The question is whether he can do anything about it before tomorrow night. "
"Then it won't hurt to let me try."
He studies me for a long moment, something shifting behind those pale eyes. Calculation, maybe. Or amusement at my refusal to simply surrender.
"One call," he finally says. "Supervised. Two minutes. You say anything that sounds like a location or a coded rescue message, and the line goes dead." He gestures to one of his guards. "Take her to the communications room."
They lead me through hallways I'm learning to map in my head—left at the marble statue, right at the painting of the shipwreck, down the stairs to the lower level where the original villa's bones show through the modern renovations.
The room they bring me to is small, windowless, dominated by an old landline phone that looks like it belongs in a museum.
Henrik follows, positioning himself where he can hear every word.
"Two minutes," he repeats. "Make them count."
I pick up the receiver. Dial the number I know by heart—Antonio's private line, the one only a handful of people have access to. The phone rings twice before he answers.
"Who is this?"
"It's me."
The change in his voice is immediate—sharper, more alert, every word suddenly weighted with meaning. "Bella. Are you safe?"
"For now." I choose my words carefully, aware of Henrik's eyes on me. "The ceremony is tomorrow night. Moonrise. They're planning to—there's medical procedures. Blood work. Bone marrow. They have documents my mother signed. Medical proxy consent."
"I know about Henrik." Antonio's voice is controlled fury, barely leashed. "I know he's there. I know what he wants."
"Then you know I'm running out of time."
"The storm—" Static crackles on the line, fragmenting his words. "—trying to find a way—Dimitri's working on—" More static. "—hold on, Bella. Whatever they want, whatever they threaten—"
"I know." My throat is tight. "I know."
"I'm coming." The words cut through the static clearly. "Do you hear me? I'm coming. Whatever it takes. Whatever I have to—"
Henrik plucks the phone from my hand.
"Hello, Antonio." His voice is pleasant, conversational, like they're old friends catching up. "I wanted you to know that your wife is being very well cared for. She's healthy. Safe. A bit dehydrated, perhaps, but we're working on that."
I can hear Antonio's response—low, dangerous, promising violence in languages I don't speak.
"The storm should clear in a day or two," Henrik continues, ignoring the threats. "Feel free to visit then. By that point, the ceremony will be complete, and we can discuss the new... arrangements... like civilized men."
He hangs up before Antonio can respond.
"There," Henrik says, handing the phone back to the guard. "Now you've both had your dramatic moment. Feel better?"
I don't answer. Don't trust myself to speak without screaming.
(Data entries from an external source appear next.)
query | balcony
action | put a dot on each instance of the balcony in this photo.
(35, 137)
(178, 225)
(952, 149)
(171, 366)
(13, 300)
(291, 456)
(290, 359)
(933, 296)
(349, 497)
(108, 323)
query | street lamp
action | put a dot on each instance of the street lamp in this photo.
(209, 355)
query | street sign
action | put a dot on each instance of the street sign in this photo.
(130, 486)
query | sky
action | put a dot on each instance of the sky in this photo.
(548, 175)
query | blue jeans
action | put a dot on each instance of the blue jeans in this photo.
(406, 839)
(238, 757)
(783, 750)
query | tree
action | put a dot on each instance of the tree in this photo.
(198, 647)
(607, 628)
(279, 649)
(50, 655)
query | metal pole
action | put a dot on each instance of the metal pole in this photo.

They escort me back through the villa, past the dining terrace where the believers are finishing their meal, past my mother's empty chair—she must have fled during the phone call, unable to sit with what she's learned.
Franco falls into step beside me, close enough that I can feel his tension, his barely contained rage.
"Soon," he murmurs, so quiet only I can hear. "We have a plan. Just hold on."
Hold on. That's what Antonio said too. Like holding on is easy. Like it doesn't take everything I have just to keep breathing, keep moving, keep pretending I'm not terrified out of my mind.
They take me to my room—the reconstructed museum of my childhood self—and lock the door behind me. Seven locks, seven clicks, everything in sevens on this island.
I sink onto the bed, Antonio's letter pressed against my chest like a talisman.
Come back to me, ballerina.
I intend to. Whatever it takes.
But tomorrow is coming, and the monster is already here, and I don't know if holding on will be enough.